Chronik des Leipziger Rundfunkchores

von Rüdiger Koch

 

Der Rundfunkchor Leipzig mit seinem Chefdirigenten Gert Frischmuth im Foyer des Neuen Gewandhauses zu Leipzig im Herbst 1988.
Foto: Archiv des Leipziger Rundfunkchores – Barbara Stroff

 

Warum Chefdirigent Frischmuth kein Opfer des Vereinigungsprozesses werden durfte  XXII-05

Wir schreiben das Jahr 2019.
Seit den Veränderungen, die die Jahre 1989 bis 1991 mit sich brachten, sind also drei Jahrzehnte vergangen.
Aus diesem historischen Abstand heraus erscheint es als gerechtfertigt und sinnvoll, auch einen Einblick in das Innenleben der Leipziger Rundfunkchores während dieser Zeit zu geben:

Obwohl der Rundfunkchor in Jahr 1991 sehr viel zu tun hat, gibt es einige Kollegen, die die Zeit der Veränderungen nutzen wollen, um den Chefdirigenten zu demontieren:
Im Funkhaus werden Chormitglieder und der Chorvorstand darauf angesprochen, dass das Ensemble Gert Frischmuth loswerden wolle.

Gert Frischmuth
Foto: Archiv des Leipziger Rundfunkchores – Barbara Stroff

Dabei hatte es weder eine Abstimmung über den Chef, noch eine „Abwahl“ oder einen in diese Richtung zielenden Antrag aus dem Chor gegeben.
Gerüchte, Halbwahrheiten, falsche Informationen, Diffamierungen!

Alte Voreingenommenheiten einiger Kollegen dem Chefdirigenten gegenüber kommen wieder zum Vorschein; gegen den Lehrer, den Laienchordirigenten usw.

Der Chorvorstand sieht den Betriebsfrieden stark gefährdet.
Und so thematisiert Vorstandsvorsitzender Joachim Preiß die Angelegenheit.
Er erteilt allen, die in der schwierigen Zeit gegen den Chef arbeiten, eine Absage:
„Wir glauben, dass die Überlebensfrage des Chores problematisch genug ist, als dass man sich in dieser Zeit auch noch freiwillig des Chefs berauben sollte.“

 

Später fährt Preiß in seinen Worten fort:
„Einige Kollegen sind in ihrer Gegnerschaft zu Prof.

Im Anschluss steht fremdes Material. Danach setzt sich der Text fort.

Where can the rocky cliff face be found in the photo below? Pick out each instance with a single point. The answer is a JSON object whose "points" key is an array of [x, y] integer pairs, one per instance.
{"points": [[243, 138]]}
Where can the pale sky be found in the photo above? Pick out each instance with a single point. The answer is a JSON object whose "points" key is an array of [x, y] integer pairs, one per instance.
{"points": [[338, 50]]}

Frischmuth so festgefahren, daß sie Stärken nicht bereit sind, überhaupt zur Kenntnis zu nehmen.
Was während der Proben bzw. in den Pausen oft an beckmesserischer Kritik zu vernehmen ist, lohnt in den meisten Fällen schon nicht mehr die sachliche Auseinandersetzung …
Ob das Klima in unserem Chor geprägt ist von gegenseitiger Achtung und Akzeptanz, von selbstverständlichen hohen Anforderungen, die jeder zu allererst an sich selbst stellt, von einem Geist kollegialer und kameradschaftlicher Kritik und Selbstkritik oder ob – wie in der Klippschule – Ordnung und Disziplin mit Hilfe von Ordnungsstrafen oder Bußgeldern erzwungen werden muß, hängt von uns selbst ab …
Wir sind der Überzeugung, daß wir bei gemeinsamem Wollen und ehrlichem und vorurteilsfreiem Engagement um der Sache willen auch unter Prof. Frischmuth die Leistungen erbringen können, die man vom RChL erwarten muß und die jeder einzelne Kollege dem Chor schuldig ist. Mit der Kampagne gegen Prof. Frischmuth wird, bewußt oder unbewußt, das Selbstvertrauen in die vorhandene Leistungsfähigkeit des Chores systematisch untergraben.“

 

Hörprobe
Felix Mendelssohn Bartholdy: Frühlingslieder für Chor a cappella

 

Nach Textem von Goethe und Uhland
Die Nachtigall (op. 59, Nr.4) · Lerchengesang (op. 48, Nr. 4) · Lob des Frühlings (op. 100, Nr. 2)
Rundfunkchor Leipzig
Dirigent: Gert Frischmuth
Künstl. Aufnahmeleitung: Bernhard Steffler · Techn. Aufnahmeleitung: Karl-Heinz Albinsky
Aufnahme: Sachsen Radio am 14. April 1991 im Neuen Gewandhaus Leipzig

 

Durchschrift eines Schreibens von Prof. Gert Frischmuth an den Leiter des Männerchores Carl Maria von Weber, eines Ensembles der Nationalen Volksarmee (NVA).
Dokument: Archiv des Leipziger Rundfunkchores

Doch auch weit über künstlerische Belange hinaus, setzte sich Prof. Gert Frischmuth für seine Sängerinnen und Sänger ein: So hatte der Leiter des Männerchores „Carl Maria von Weber“- eines Ensembles der Nationalen Volksarmee – versucht, die noch nicht gesicherte Zukunft des Leipziger Rundfunkchores zur Abwerbung von Sängern (sic!) zu nutzen. Frischmuths Schreiben an den Minister für Abrüstung und Verteidigung der DDR ist ein Beispiel seines konzilianten Briefstils.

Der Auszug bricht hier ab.